Tribunal avaliou modelo de venda proposto pela União; único voto contra foi do ministro Vital do Rêgo
Via CNN
O Tribunal de Contas da União (TCU) aprovou por maioria a continuidade do processo de capitalização da Eletrobras, em que a União deixará de controlar a maior parte do capital acionário da estatal. Foram 7 votos favoráveis e um contra, do ministro Vital do Rêgo.
O voto do relator, ministro Aroldo Cedraz, foi favorável ao processo, acolhendo a maioria das propostas da unidade técnica e do Ministério Público e sugerindo ajustes pontuais ao modelo proposto pelo governo federal.
Cedraz foi acompanhado pelos ministros Benjamin Zymler, Bruno Dantas,Walton Alencar Rodrigues, Jorge Oliveira, Antonio Anastasia e Augusto Nardes.
O julgamento no TCU envolveu a segunda parte da análise da capitalização, referente à modelagem do procedimento. Em fevereiro deste ano, o órgão já havia aprovado as estimativas do valor movimentado pelo processo, na casa dos R$ 67 bilhões.
Com a aprovação, o governo espera realizar a oferta de ações da empresa até julho, sem inserir a capitalização na janela eleitoral a partir do segundo semestre.
Em seu voto nesta quarta-feira, o ministro Vital do Rêgo apontou seis supostas ilegalidades no processo, entre elas a valoração de Itaipu e os dividendos ligados à Eletronuclear, criticou a falta de transparência do governo, erros no cálculo do valor da Eletrobras e propôs que a capitalização fosse suspensa até que uma investigação do TCU sobre provisões fosse concluída.

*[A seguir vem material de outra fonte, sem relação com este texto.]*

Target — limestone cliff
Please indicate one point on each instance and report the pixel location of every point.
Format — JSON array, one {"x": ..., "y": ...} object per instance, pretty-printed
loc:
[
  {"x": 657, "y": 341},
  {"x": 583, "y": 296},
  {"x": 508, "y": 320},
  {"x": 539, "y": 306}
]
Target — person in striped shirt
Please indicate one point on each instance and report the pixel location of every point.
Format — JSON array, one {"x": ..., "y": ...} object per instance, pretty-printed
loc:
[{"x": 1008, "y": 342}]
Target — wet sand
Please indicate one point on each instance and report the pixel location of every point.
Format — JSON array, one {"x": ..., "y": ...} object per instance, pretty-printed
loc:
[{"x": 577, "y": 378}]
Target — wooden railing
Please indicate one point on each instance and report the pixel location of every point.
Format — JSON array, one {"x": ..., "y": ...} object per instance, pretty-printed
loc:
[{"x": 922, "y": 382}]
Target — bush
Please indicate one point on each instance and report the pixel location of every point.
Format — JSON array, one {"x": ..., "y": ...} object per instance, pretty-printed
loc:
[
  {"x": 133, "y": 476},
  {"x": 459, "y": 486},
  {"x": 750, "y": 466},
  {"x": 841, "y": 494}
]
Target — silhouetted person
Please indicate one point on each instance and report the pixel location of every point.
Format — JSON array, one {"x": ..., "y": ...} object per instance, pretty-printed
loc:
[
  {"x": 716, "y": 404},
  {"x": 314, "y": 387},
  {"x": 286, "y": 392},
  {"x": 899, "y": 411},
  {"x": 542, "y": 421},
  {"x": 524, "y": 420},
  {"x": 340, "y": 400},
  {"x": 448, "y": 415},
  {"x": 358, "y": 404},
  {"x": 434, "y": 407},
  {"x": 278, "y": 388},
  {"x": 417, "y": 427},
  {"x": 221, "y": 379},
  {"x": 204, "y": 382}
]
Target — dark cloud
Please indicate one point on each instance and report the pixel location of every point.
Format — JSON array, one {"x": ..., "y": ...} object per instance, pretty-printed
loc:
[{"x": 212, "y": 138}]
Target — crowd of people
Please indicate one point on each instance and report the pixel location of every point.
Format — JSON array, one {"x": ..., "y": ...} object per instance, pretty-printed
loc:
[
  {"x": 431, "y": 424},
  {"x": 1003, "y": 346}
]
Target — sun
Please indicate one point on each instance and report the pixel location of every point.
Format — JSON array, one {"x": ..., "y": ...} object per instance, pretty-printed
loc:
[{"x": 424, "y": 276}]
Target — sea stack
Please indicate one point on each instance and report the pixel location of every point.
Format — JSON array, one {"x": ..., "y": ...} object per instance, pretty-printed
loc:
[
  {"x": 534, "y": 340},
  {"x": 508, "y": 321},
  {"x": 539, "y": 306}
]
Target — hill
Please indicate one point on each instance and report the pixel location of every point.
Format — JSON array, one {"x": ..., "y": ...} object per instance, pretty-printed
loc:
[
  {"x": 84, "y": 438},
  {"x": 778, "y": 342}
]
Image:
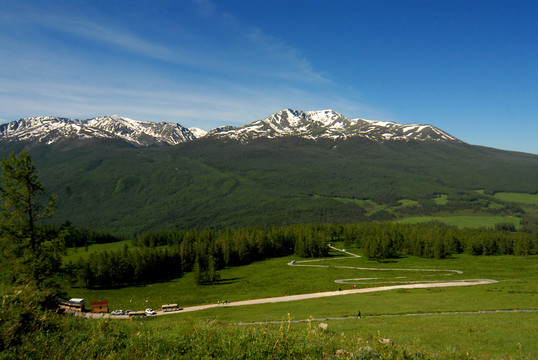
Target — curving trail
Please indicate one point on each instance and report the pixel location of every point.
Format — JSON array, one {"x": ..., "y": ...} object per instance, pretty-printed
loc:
[
  {"x": 357, "y": 280},
  {"x": 401, "y": 285}
]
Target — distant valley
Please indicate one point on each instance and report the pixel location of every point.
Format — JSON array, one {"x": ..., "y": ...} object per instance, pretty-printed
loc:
[{"x": 124, "y": 176}]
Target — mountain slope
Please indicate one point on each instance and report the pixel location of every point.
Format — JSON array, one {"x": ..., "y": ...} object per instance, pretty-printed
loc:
[
  {"x": 332, "y": 125},
  {"x": 307, "y": 124},
  {"x": 50, "y": 129},
  {"x": 211, "y": 183}
]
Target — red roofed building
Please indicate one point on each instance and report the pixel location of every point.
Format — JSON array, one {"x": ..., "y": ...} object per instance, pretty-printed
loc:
[{"x": 99, "y": 306}]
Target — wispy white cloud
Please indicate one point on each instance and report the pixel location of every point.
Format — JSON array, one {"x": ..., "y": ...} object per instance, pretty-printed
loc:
[{"x": 247, "y": 75}]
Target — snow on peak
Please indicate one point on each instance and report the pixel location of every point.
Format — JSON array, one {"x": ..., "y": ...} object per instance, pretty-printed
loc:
[
  {"x": 330, "y": 124},
  {"x": 50, "y": 129},
  {"x": 288, "y": 122}
]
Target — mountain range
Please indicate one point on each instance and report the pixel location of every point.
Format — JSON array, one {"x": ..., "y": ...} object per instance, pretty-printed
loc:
[
  {"x": 305, "y": 124},
  {"x": 124, "y": 176}
]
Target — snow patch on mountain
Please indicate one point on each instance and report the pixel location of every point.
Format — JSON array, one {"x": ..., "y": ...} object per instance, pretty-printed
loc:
[
  {"x": 330, "y": 124},
  {"x": 51, "y": 129},
  {"x": 307, "y": 124}
]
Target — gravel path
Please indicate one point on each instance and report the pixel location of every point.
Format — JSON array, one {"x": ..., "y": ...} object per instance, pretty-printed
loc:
[{"x": 278, "y": 299}]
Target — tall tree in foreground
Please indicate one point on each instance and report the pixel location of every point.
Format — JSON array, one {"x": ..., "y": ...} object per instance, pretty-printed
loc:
[{"x": 32, "y": 254}]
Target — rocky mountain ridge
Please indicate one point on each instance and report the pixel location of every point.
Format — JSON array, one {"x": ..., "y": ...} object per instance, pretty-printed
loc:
[{"x": 306, "y": 124}]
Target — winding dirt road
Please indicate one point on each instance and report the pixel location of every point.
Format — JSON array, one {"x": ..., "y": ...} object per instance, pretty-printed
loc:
[{"x": 278, "y": 299}]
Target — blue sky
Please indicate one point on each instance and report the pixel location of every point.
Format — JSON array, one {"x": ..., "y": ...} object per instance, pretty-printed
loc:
[{"x": 468, "y": 67}]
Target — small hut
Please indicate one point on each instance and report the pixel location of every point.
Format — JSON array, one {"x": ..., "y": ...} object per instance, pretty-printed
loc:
[
  {"x": 74, "y": 304},
  {"x": 99, "y": 306}
]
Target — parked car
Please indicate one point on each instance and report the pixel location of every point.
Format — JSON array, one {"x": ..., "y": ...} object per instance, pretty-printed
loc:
[{"x": 150, "y": 312}]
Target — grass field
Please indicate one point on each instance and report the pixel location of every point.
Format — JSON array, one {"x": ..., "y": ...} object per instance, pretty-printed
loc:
[
  {"x": 531, "y": 199},
  {"x": 465, "y": 221},
  {"x": 487, "y": 335}
]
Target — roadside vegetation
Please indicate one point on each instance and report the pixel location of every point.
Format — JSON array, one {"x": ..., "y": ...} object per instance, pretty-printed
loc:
[{"x": 192, "y": 267}]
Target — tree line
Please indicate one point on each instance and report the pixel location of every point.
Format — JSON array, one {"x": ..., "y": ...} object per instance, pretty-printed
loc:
[{"x": 162, "y": 255}]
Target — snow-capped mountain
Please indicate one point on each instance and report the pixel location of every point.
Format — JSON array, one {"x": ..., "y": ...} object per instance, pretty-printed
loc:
[
  {"x": 306, "y": 124},
  {"x": 197, "y": 132},
  {"x": 50, "y": 129},
  {"x": 329, "y": 124}
]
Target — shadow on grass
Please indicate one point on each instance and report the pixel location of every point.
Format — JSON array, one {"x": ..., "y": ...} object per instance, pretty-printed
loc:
[{"x": 228, "y": 281}]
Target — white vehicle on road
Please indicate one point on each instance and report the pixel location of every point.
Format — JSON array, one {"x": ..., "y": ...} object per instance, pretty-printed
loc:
[{"x": 150, "y": 312}]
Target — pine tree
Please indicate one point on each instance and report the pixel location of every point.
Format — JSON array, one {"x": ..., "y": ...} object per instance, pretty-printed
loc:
[{"x": 33, "y": 254}]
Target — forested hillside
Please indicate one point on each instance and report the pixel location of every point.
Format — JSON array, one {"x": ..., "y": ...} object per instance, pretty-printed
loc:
[{"x": 109, "y": 186}]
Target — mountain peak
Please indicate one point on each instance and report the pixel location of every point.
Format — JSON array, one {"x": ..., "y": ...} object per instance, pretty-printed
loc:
[
  {"x": 288, "y": 122},
  {"x": 330, "y": 124},
  {"x": 51, "y": 129}
]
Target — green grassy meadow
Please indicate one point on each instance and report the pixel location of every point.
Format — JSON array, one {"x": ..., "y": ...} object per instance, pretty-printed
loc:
[
  {"x": 531, "y": 199},
  {"x": 498, "y": 335},
  {"x": 466, "y": 220}
]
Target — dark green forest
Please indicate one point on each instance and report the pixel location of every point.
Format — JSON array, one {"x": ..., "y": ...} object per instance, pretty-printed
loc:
[
  {"x": 123, "y": 190},
  {"x": 164, "y": 255}
]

Entretanto, não foi seguido pelos demais ministros.
O ministro Zymler defendeu ajustes da Eletrobras sobre como melhorar a explicação da composição de preços, como recomendação e sugestão, para esclarecer os estudos.
Impasse no TCU
O julgamento pelo TCU começou em abril, mas foi postergado após os pedidos de vista do ministro Vital do Rêgo.
Inicialmente, o prazo de análise solicitado por Vital era de 60 dias, o que inviabilizaria a capitalização neste ano. Entretanto, após pedidos de colegas, o período foi reduzido para 20 dias.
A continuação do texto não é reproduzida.